For Hernández, “it represents a great milestone that we hope will change the practice of intestinal transplantation in the rest of the world from now on.”

Beatriz Domínguez-Gil, director of the National Transplant Organization, an entity that has lent its support, recalls that there are very few countries that transplant non-heart beating donors. «Spain becomes the only country in the world that transplants all types of organs from non-heart beating donors».

In recent years, the number of patients who require a solid organ transplant to stay alive has increased and non-heart beating donation is becoming an increasingly important source since in adults it already represents a third of the donations made. do in our country. This technique makes it possible to contemplate the possibility of donation within end-of-life care in those patients in whom the adequacy of life support measures has been decided.

It also allows, after death certification, organs to be preserved with oxygenated blood perfusion through the Extracorporeal Membrane Oxygenation (ECMO) system. In this way, the organ to be transplanted does not deteriorate. Controlled asystole donation has been shown to have similar results to classic brain death donation and its use is also increasing in other countries around us.

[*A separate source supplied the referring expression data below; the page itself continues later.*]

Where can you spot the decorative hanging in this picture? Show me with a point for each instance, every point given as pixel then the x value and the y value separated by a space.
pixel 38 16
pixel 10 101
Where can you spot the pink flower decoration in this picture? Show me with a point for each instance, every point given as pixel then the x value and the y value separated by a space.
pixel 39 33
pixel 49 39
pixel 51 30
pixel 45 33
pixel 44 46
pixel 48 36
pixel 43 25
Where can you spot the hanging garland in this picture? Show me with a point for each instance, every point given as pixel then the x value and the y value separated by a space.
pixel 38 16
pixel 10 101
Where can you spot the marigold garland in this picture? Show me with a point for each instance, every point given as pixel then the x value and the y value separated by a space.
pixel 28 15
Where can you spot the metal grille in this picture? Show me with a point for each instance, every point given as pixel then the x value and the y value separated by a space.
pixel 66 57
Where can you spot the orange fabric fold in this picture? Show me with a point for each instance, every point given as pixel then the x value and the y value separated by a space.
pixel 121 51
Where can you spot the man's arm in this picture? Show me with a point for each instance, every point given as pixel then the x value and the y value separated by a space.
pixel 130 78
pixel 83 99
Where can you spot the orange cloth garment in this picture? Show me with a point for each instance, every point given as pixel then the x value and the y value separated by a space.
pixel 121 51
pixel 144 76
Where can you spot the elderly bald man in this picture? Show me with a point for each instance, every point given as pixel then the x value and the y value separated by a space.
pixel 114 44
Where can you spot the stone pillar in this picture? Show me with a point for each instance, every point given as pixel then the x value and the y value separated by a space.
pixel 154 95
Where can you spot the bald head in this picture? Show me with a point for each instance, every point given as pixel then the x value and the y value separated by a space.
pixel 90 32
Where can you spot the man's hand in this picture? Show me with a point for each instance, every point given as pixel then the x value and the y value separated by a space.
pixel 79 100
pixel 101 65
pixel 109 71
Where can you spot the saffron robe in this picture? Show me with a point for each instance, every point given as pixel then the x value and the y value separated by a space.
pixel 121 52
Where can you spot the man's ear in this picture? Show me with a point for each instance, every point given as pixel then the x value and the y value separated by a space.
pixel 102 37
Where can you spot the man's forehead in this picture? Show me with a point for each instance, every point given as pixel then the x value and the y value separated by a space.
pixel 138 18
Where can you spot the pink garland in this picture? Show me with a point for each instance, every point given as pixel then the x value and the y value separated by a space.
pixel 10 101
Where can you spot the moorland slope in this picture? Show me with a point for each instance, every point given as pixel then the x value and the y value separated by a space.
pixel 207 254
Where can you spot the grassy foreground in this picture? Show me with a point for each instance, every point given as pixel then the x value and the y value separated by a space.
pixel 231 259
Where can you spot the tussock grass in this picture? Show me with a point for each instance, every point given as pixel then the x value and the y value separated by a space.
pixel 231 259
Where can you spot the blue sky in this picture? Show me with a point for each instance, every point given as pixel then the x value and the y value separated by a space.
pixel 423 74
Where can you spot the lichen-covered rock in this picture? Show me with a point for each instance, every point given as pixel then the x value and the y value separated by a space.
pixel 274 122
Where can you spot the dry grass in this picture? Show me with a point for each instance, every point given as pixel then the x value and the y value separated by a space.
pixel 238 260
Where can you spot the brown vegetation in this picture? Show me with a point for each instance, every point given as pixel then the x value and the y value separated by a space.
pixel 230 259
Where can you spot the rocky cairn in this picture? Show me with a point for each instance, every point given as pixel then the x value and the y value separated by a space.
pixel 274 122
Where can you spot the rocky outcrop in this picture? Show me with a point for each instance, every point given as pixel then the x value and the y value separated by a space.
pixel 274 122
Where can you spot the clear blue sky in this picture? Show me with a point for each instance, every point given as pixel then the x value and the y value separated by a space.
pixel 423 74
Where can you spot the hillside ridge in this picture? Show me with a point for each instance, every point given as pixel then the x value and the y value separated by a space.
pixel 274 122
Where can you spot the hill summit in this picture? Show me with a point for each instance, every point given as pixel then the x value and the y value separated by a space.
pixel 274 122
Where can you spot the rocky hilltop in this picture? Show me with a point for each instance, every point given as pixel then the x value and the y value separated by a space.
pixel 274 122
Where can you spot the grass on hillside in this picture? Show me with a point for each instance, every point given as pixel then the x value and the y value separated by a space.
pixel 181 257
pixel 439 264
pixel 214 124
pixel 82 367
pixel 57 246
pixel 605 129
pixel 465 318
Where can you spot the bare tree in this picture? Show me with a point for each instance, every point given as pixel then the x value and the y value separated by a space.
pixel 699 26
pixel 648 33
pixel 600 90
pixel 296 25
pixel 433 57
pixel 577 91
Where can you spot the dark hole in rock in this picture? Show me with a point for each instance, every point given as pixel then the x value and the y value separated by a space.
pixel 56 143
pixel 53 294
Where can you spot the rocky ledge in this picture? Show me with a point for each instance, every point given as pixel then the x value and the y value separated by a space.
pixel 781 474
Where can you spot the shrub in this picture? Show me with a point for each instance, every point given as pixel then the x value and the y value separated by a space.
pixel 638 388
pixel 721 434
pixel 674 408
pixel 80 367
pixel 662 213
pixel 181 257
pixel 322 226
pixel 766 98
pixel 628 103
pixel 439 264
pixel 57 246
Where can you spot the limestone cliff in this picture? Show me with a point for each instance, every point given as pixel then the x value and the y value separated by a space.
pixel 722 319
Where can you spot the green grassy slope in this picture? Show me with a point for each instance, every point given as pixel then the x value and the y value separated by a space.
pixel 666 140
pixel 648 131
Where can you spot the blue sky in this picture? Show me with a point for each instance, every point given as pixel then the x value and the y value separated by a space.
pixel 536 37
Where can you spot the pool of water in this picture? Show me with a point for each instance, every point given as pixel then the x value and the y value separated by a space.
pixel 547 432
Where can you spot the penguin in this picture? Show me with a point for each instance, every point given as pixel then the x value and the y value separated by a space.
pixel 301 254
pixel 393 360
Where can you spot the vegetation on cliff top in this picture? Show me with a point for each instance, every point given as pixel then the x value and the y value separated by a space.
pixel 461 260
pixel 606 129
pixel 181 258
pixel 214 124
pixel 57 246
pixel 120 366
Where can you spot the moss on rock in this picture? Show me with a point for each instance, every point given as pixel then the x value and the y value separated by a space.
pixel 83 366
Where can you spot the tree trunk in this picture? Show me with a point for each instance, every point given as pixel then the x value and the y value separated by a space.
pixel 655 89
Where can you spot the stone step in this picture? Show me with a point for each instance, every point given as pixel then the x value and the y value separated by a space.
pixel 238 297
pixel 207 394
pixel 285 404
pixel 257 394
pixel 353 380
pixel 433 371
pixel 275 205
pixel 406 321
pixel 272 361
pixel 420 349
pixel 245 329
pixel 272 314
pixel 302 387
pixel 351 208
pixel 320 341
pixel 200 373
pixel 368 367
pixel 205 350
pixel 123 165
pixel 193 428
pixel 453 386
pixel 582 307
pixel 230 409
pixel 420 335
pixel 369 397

And all of this is possible, reminds Belén Estébanez Montiel, transplant medical coordinator, of many professionals who participate, contributing a great deal of experience and professionalism, but above all, “this is possible thanks to the generosity of families who, in one of the worst moments of their lives decide to say yes to organ donation, they decide to help other families, other children, so that other parents don’t go through what they are going through.

Donation in asystole

In La Paz it was used for the first time in 2014 in adults and in September 2021 in children, although previously the pediatric transplant team had performed it with the itinerant ECMO team in three centers (Madrid, the Basque Country and Andalusia), the first of them in 2018. Since the beginning, in this public hospital in the Community of Madrid, 147 (12 pediatric) have been performed with organs from 64 donors, of which, 57 were adults and 7 pediatric.

Recently, the first cardiac tests derived from a donation of this type have also been carried out in La Paz, so far, one in an adult patient and two pediatric patients, all with serious heart disease.

More than 1,700 child transplants

Hospital La Paz is consolidated as one of the best transplant centers for children in both Spain and Europe. It is the only one accredited in our country to carry out all existing children’s programs and the only one that carries out the intestinal and multivisceral. In addition to transplants of hematopoietic precursors and cornea, La Paz has performed 3,149 organs, of which 1,754 have been in children.